Posted: August 26, 2009 04:00 PM

Mitchell, Netanyahu Meet Over Settlement Freeze: What The Criteria Should Include


Following the meeting between US Senator Mitchell and Israeli PM Netanyahu, it seems that Israel and the US are getting close to some kind of agreement or understanding about a settlement freeze.

A settlement freeze is one of the key factors in order to enable a resumption of peace talks.

Unfortunately, I doubt I have to begin to look for another job. Settlement activity will always be one of the most important issues on the political agenda of our region.

In Israel the debate continues, in both the media and amongst activists, over whether a freeze will actually create results for peacemakers.
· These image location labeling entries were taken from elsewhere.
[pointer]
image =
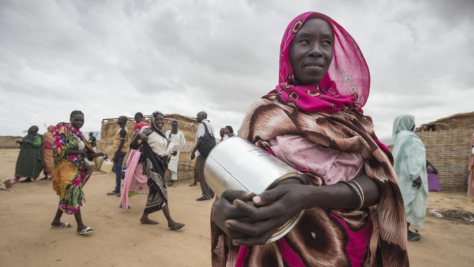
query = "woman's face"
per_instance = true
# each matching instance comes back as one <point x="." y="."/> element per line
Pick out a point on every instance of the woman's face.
<point x="77" y="121"/>
<point x="159" y="121"/>
<point x="33" y="129"/>
<point x="311" y="51"/>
Netanyahu, I believe, will try to avoid final status negotiations; his work premise is to try to drag out the freeze talks, when he does finally reach an understanding over the settlements, to keep it as vague as possible, granting him leeway to interpret it as he sees fit.

As an Israeli who believes in the Two State Solution and who works daily to monitor and expose settlement expansion, I believe that any declared settlement freeze should be required to meet some minimum criteria, so to really enable any future negotiations.

Such criteria should include:

No loopholes. There must be no "loopholes" that will permit Israel to evade or undermine the freeze agreement, as was done in previous governments. According to reports, it seems pretty clear by now that a settlement freeze agreement is going to exist side-by-side with an Israeli insistence on completing a certain number of units already under construction. While we wish this were not the case, we recognize that this is a regrettable exception, rather than a loophole through which Israel could over time drag most of the West Bank.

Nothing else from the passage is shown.